I’m still getting the same errors :frowning: . Whenever I make a suggested change, things look fine for 10-15 mins. But then the same errors start popping up. Could this be related to some overheating issues? In case it helps, here are some additional logs when the error happens.

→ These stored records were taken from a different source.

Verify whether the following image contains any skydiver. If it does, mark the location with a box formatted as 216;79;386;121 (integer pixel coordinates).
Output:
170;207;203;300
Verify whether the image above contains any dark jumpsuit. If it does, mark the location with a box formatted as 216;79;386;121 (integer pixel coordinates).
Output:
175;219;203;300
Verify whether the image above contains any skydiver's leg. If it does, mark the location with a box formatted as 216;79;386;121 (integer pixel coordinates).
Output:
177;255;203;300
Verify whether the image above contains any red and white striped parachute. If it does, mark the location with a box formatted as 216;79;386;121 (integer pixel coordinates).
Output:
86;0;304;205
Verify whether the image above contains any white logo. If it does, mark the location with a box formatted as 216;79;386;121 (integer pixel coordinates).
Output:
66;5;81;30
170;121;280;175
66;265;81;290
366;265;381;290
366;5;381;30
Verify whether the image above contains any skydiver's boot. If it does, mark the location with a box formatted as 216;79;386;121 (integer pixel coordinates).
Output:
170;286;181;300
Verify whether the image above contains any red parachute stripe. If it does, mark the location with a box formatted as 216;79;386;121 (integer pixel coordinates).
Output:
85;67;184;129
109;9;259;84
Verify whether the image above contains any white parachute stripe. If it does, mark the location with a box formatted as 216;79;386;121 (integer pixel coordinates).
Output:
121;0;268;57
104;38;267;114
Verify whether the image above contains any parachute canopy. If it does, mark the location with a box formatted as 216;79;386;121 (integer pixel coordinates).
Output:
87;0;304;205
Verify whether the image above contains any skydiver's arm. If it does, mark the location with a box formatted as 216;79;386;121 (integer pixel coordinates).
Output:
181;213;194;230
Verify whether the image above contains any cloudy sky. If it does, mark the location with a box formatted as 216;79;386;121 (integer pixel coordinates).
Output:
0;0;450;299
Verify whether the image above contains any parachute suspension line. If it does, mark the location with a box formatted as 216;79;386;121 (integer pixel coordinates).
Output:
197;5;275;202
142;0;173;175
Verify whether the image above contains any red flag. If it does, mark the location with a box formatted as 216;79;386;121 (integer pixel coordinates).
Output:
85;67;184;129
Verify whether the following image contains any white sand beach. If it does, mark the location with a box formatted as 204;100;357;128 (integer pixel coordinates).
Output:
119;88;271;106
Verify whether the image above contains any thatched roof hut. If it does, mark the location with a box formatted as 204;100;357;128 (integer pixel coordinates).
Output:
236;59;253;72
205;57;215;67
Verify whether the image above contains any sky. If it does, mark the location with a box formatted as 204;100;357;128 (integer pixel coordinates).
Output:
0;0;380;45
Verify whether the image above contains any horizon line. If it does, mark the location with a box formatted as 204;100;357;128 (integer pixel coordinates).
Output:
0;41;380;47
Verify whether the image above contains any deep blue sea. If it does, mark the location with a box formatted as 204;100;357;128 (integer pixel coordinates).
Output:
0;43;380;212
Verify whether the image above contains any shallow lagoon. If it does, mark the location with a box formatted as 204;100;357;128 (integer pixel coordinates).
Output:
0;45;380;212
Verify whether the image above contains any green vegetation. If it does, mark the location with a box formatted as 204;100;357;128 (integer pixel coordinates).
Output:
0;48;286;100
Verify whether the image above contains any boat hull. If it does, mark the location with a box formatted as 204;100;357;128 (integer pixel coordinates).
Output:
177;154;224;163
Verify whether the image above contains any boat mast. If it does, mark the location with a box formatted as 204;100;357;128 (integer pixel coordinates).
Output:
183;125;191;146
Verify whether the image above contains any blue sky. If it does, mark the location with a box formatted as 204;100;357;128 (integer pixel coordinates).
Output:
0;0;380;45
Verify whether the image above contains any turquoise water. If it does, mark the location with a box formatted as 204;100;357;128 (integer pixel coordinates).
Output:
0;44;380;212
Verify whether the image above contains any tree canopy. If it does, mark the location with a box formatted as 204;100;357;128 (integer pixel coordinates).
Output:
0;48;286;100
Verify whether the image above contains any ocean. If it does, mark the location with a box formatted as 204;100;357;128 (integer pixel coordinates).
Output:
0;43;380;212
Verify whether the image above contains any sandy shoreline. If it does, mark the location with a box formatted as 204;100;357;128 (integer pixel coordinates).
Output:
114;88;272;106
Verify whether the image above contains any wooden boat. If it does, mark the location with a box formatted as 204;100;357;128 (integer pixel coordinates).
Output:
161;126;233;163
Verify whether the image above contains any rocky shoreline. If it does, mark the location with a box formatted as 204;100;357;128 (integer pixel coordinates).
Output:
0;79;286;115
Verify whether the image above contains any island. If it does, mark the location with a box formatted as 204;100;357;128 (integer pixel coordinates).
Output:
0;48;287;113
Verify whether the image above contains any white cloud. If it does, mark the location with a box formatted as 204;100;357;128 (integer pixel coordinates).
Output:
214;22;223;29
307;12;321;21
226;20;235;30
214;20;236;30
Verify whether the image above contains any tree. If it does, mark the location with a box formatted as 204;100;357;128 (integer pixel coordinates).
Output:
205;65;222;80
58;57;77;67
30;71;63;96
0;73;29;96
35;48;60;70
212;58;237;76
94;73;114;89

[ WARN] [1678518557.564925826]: Param '/camera/rgb_camera/power_line_frequency' has value 3 that is not in the enum { {50Hz: 1} {60Hz: 2} {Disabled: 0} }. Removing this parameter from dynamic reconfigure options.
[ INFO] [1678518557.572376629]: Done Setting Dynamic reconfig parameters.
[ INFO] [1678518557.572857186]: depth stream is enabled - width: 640, height: 480, fps: 30, Format: Z16
[ INFO] [1678518557.573068861]: infra1 stream is enabled - width: 640, height: 480, fps: 30, Format: Y8
[ INFO] [1678518557.573290959]: infra2 stream is enabled - width: 640, height: 480, fps: 30, Format: Y8
[ INFO] [1678518557.573880019]: color stream is enabled - width: 640, height: 480, fps: 30, Format: RGB8
[ INFO] [1678518557.576516572]: gyro stream is enabled - fps: 400
[ WARN] [1678518557.576572706]: No mathcing profile found for accel with fps=250
[ WARN] [1678518557.576595802]: Using default profile instead.
[ INFO] [1678518557.576622030]: accel stream is enabled - fps: 100
[ INFO] [1678518557.576648613]: setupPublishers...
[ INFO] [1678518557.578685385]: Expected frequency for depth = 30.00000
[ INFO] [1678518557.611326235]: Expected frequency for infra1 = 30.00000
[ INFO] [1678518557.635472302]: Expected frequency for infra2 = 30.00000
[ INFO] [1678518557.659097598]: Expected frequency for color = 30.00000
[ INFO] [1678518557.679221807]: Expected frequency for aligned_depth_to_color = 30.00000
[ INFO] [1678518557.703143500]: setupStreams...
[ERROR] [1678518557.809640330]: An exception has been thrown: xioctl(VIDIOC_S_FMT) failed Last Error: Input/output error
[ERROR] [1678518557.809725945]: Exception: xioctl(VIDIOC_S_FMT) failed Last Error: Input/output error
Warning: Rate of calls to Pimu:trigger_motor_sync rate of 69.161580 above maximum frequency of 20.00 Hz. Motor commands dropped: 289
[ WARN] [1678518559.573465601]: Hardware Notification:Depth stream start failure,1.67852e+12,Error,Hardware Error
[ WARN] [1678518561.574355841]: Hardware Notification:IR stream start failure,1.67852e+12,Error,Hardware Error
[ WARN] [1678518563.575310247]: Hardware Notification:Depth stream start failure,1.67852e+12,Error,Hardware Error
Warning: Rate of calls to Pimu:trigger_motor_sync rate of 20.956850 above maximum frequency of 20.00 Hz. Motor commands dropped: 323
[ WARN] [1678518564.575810974]: Hardware Notification:IR stream start failure,1.67852e+12,Error,Hardware Error
Warning: Rate of calls to Pimu:trigger_motor_sync rate of 28.174273 above maximum frequency of 20.00 Hz. Motor commands dropped: 363
Warning: Rate of calls to Pimu:trigger_motor_sync rate of 24.335262 above maximum frequency of 20.00 Hz. Motor commands dropped: 389
[INFO] [1678518574.666178]: /stretch_driver joint_traj action: New trajectory received with joint_names = ['joint_lift', 'joint_arm_l0', 'joint_arm_l1', 'joint_arm_l2', 'joint_arm_l3', 'joint_gripper_finger_left', 'joint_wrist_roll', 'joint_wrist_pitch', 'joint_wrist_yaw', 'joint_head_pan', 'joint_head_tilt']

@srama2512 Thank you for trying out the debug methods and providing the outputs for us. It looks like the xioctl(VIDEOC_S_FMT) is a call made by the real sense node for the video drivers and it is erroring out with Input/output error which might also mean a hardware issue. Not sure if the thermals are affecting but to make sure you could try to remove the camera shell and try. Looking forward to the findings during your support call with @bshah.

@Mohamed_Fazil Thanks for your response. My NUC has stopped working now. I’m not sure what the issue is. I’ll respond on this thread once this issue is resolved.